Without working CFTR the cells cannot transport too many Na+ ions, because their membrane potential changes too much when the Cl- ions cannot even up the charges, and so the cells would possibly die because of this. (Another possible explanation that the energy barrier would be too much for the Na+ transporter to send through another Na+ ion.)

Without sufficient ion transport the water transport is not adequate in many regions of the body. By cystic fibrosis the most important affected organs are the skin, the lungs, the pancreas and the reproductive organs.

  • The skin cannot reabsorb Na+, so it will be salty.
  • The lungs cannot send water to the mucus, so it will be too sticky, and because of that it prevents the cilias by cleaning out the pathogens from the lungs. The results are infections, probably pneumonia and cysts in the lungs.
  • The pancreas is usually not able to do its job as well. The result are poor digestion, and due to that vitamin absorption problems, e.g. vitamin-D deficiency (and because of that osteoporosis). In many cases the pancreas is completely cystic, and it loses the ability to produce insulin, which leads to diabetes.
  • The reproductive organs are affected as well, most of the males with cystic fibrosis are infertile, and about every fifth female as well.

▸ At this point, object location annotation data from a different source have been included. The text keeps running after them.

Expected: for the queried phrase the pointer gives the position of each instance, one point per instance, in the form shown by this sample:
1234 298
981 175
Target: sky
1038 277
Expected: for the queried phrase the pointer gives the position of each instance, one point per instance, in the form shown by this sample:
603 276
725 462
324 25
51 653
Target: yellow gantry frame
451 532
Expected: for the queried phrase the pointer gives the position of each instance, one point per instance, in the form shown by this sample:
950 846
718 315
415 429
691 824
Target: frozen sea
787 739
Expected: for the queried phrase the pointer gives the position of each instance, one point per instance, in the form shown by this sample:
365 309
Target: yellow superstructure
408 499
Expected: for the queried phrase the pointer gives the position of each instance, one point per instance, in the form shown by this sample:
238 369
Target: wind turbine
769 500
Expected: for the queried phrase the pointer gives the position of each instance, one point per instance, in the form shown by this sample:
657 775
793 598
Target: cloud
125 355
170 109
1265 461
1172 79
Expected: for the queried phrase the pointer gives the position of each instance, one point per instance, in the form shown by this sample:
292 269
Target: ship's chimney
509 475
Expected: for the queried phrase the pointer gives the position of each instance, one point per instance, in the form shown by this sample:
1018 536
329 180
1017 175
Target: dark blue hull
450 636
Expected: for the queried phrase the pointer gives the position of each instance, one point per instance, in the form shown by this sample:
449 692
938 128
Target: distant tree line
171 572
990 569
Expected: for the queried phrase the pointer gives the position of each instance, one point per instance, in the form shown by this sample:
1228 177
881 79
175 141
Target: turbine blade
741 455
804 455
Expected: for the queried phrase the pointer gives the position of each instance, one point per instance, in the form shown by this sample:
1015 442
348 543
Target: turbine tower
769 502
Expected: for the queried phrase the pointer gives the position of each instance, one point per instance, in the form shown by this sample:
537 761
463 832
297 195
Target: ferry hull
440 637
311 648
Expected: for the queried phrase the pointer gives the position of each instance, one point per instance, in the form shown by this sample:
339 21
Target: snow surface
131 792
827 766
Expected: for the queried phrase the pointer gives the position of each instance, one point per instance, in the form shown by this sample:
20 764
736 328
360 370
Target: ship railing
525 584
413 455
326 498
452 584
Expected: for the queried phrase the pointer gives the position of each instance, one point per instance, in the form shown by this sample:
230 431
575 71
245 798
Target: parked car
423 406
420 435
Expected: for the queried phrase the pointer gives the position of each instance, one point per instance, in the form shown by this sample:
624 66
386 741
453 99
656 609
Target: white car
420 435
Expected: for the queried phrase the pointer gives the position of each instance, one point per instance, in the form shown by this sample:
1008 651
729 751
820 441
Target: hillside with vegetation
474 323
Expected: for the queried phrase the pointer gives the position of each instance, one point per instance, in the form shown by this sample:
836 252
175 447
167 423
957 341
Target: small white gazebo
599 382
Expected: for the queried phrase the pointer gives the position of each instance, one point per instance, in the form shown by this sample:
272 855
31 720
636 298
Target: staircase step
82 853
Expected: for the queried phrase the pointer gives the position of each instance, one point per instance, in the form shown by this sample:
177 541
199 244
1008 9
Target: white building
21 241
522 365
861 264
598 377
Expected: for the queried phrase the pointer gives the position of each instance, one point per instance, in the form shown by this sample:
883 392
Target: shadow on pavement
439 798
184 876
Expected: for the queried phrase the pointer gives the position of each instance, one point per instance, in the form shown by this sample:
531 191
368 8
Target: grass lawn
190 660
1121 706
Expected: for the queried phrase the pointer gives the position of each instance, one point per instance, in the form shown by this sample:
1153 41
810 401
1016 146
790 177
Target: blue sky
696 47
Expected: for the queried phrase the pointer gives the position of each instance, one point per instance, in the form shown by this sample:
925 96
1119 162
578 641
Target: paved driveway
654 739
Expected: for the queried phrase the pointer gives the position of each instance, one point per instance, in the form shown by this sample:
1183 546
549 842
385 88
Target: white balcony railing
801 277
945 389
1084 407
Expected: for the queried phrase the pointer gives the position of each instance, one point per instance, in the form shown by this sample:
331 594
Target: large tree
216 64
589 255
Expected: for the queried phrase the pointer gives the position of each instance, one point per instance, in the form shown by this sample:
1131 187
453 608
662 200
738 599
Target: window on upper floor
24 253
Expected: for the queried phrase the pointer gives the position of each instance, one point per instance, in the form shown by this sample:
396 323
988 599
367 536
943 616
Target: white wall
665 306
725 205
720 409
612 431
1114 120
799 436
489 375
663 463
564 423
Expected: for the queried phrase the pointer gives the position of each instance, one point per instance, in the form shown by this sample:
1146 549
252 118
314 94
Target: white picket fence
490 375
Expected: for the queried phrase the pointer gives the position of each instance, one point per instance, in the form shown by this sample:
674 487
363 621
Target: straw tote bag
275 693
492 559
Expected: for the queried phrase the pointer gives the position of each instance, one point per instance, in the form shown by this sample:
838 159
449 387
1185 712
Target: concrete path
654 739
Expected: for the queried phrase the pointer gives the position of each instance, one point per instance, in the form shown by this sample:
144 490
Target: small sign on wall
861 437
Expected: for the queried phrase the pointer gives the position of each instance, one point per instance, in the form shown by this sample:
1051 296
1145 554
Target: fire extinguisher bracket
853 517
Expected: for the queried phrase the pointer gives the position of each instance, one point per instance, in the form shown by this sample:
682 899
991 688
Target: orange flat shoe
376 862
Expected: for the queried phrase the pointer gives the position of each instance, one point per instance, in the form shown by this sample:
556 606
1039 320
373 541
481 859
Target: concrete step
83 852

As you already know this is a hereditary disease caused by mutations in the CFTR gene. What you probably don't know that only homozygotes are affected. The prevalence of the mutant alleles is around 1/25 in my country (Hungary), so every 25th person is an asymptomatic carrier and by every 625th marriage there is a 25% chance that the child will be homozygote. The prevalence is dependent on the region, e.g. North- and West Europe is more affected than South- and East Europe.

CF birth prevalence

Because of the region dependent prevalence of the heterozygotes (and homozygotes) there are theories, which claim that probably there is (or was) a negative evolutionary pressure on the CFTR gene, and the heterozygotes have evolutionary advantage, just like by sickle-cell anaemia and malaria. The CFTR is target of many infectious diseases e.g. cholera, typhoid fever, tuberculosis, etc..., so there are many candidates. Afaik there is no decision yet in this topic.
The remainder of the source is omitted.